Lifespan Pancreas Morphology for Control Versus Type 2 Diabetes Using AI on Largescale Clinical Imaging.
Authors
Affiliations (11)
Affiliations (11)
- Department of Computer Science, Vanderbilt University, Nashville, USA.
- Department of Biomedical Engineering, Vanderbilt University, Nashville, USA.
- Department of Electrical and Computer Engineering, Vanderbilt University, Nashville, USA.
- Department of Biomedical Informatics, Vanderbilt University, Nashville, USA.
- Department of Medicine, Division of Diabetes, Endocrinology, and Metabolism, Vanderbilt University Medical Center, Nashville, USA.

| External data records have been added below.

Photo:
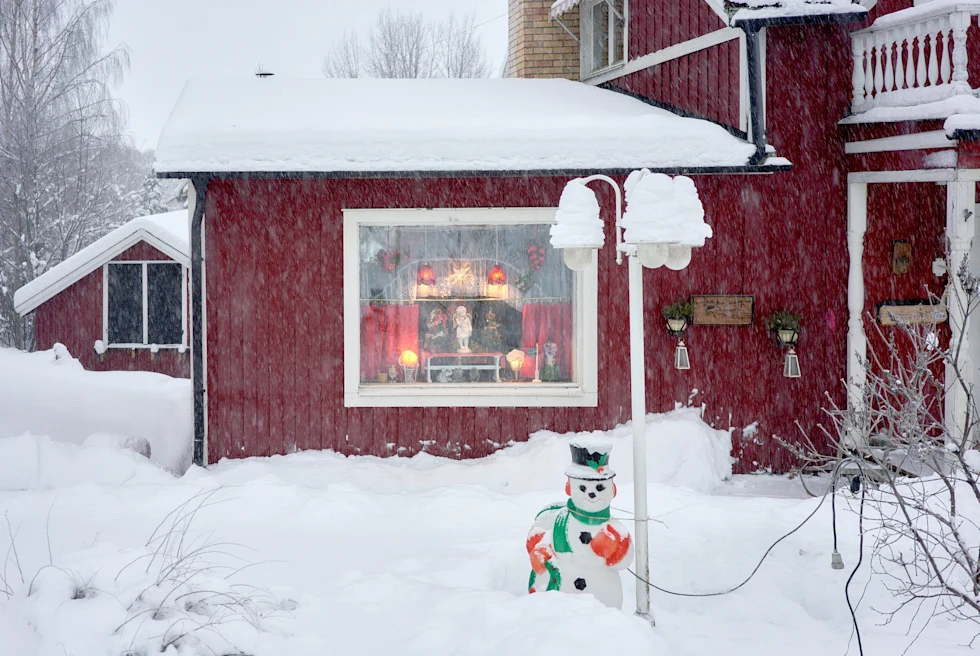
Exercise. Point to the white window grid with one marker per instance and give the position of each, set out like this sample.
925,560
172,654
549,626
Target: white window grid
614,59
581,392
145,344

- Department of Molecular Physiology and Biophysics, Vanderbilt University, Nashville, USA.
- VA Tennessee Valley Healthcare System, Nashville, USA.
- Department of Diagnostic Medicine, Dell Medical School, University of Texas at Austin, Austin, USA.

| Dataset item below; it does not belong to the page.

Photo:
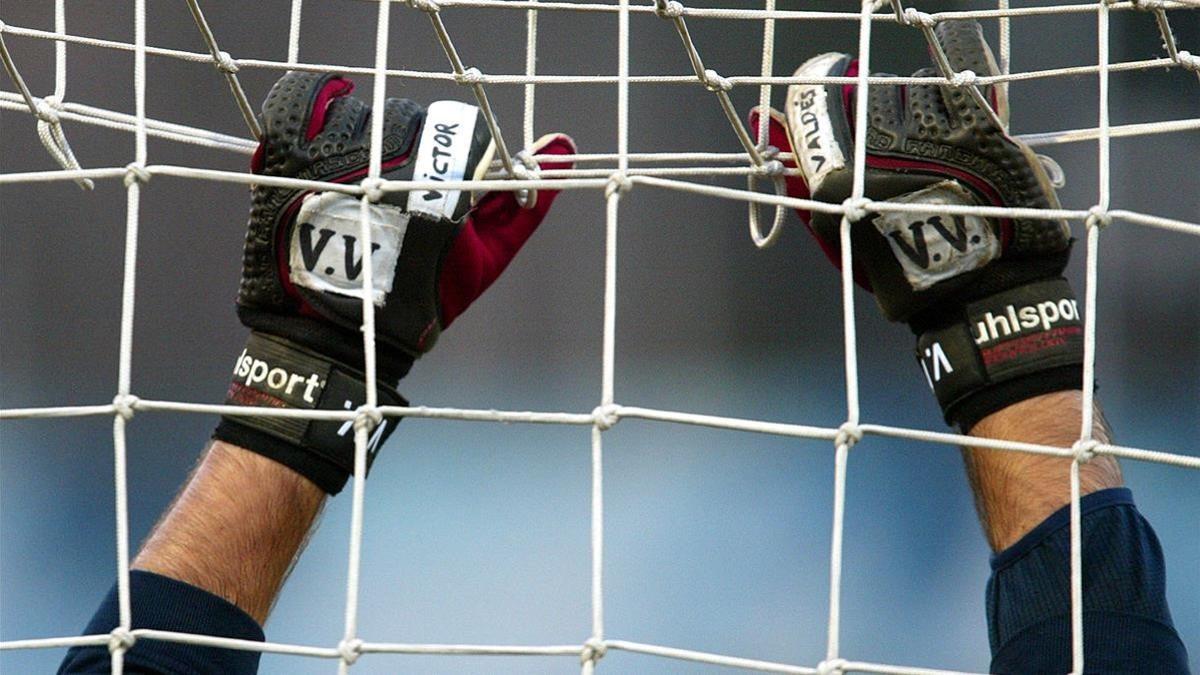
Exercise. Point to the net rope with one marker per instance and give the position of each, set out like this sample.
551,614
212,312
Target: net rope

- Dell Medical School, University of Texas at Austin, Livestrong Cancer Institutes, Austin, USA.
- Department of Oncology, Dell Medical School, University of Texas at Austin, Austin, USA.

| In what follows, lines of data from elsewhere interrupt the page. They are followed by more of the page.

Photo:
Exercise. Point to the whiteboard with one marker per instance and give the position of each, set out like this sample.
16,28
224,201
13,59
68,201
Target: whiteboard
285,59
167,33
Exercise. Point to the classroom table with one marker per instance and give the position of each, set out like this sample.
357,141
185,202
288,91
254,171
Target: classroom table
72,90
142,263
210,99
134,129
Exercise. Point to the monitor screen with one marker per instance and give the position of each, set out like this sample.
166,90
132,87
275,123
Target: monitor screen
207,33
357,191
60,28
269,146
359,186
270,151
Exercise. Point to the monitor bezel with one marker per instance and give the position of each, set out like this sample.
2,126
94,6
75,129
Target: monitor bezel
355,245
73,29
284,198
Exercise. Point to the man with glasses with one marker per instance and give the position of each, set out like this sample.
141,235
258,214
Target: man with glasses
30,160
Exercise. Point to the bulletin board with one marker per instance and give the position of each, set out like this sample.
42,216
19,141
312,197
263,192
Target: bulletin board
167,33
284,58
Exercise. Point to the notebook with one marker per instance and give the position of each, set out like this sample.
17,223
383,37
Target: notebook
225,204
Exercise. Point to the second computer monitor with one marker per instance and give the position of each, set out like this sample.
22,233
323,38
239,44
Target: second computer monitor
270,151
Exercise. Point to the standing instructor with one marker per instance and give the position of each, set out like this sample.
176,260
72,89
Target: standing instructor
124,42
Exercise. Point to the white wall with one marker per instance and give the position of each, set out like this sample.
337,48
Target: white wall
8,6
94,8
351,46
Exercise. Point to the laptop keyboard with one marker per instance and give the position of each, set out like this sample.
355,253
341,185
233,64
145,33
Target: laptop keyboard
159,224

- Oden Institute for Computational Engineering and Sciences, University of Texas at Austin, Austin, USA.
Abstract
Understanding how pancreas size and shape change with normal aging is critical for establishing a baseline to detect deviations in type 2 diabetes and other pancreatic disease. We measure pancreas size and shape using morphological measurements from early development through aging (ages 0-90). Our goals are to (1) identify reliable clinical imaging modalities for artificial intelligence (AI) based pancreas measurement, (2) establish normative morphological aging trends, and (3) detect potential deviations in type 2 diabetes. We analyzed a clinically acquired dataset of 2533 patients imaged with abdominal computed tomography (CT) or magnetic resonance imaging (MRI). The patients did not have cancer, pancreas pathology, sepsis, or trauma. We resampled the scans to 3 mm isotropic resolution, segmented the pancreas using automated methods, and extracted 13 morphological pancreas features across the lifespan. First, we assessed pancreas volume trajectories in 1858 control patients across contrast CT, non-contrast CT, and MRI to determine which modalities provide consistent lifespan trends. Second, we characterized distributions of normative morphological patterns stratified by age group and sex. Third, we used covariate-adjusted generative additive models for location, scale, and shape (GAMLSS) regression to model pancreas morphology trends in 1350 patients matched for age, sex, and type 2 diabetes status to identify any deviations from normative aging associated with type 2 diabetes. We selected CT for the main analyses of this study, since the MRI appeared to yield different pancreas measurements than CT using our AI-based method on this dataset of clinically acquired scans. When adjusting for confounders, the aging trends for 10 of 13 morphological features were significantly different between patients with type 2 diabetes and non-diabetic controls (p < 0.05 after multiple comparisons corrections). Additionally, we characterized normative morphological aging trends of the pancreas across 13 morphological measurements. We provide lifespan trends demonstrating that the size and shape of the pancreas are altered in type 2 diabetes using 675 control patients and 675 diabetes patients. Moreover, our findings reinforce that the pancreas is smaller in type 2 diabetes. Additionally, we contribute a reference of lifespan pancreas morphology from a large cohort of non-diabetic control patients in a clinical setting.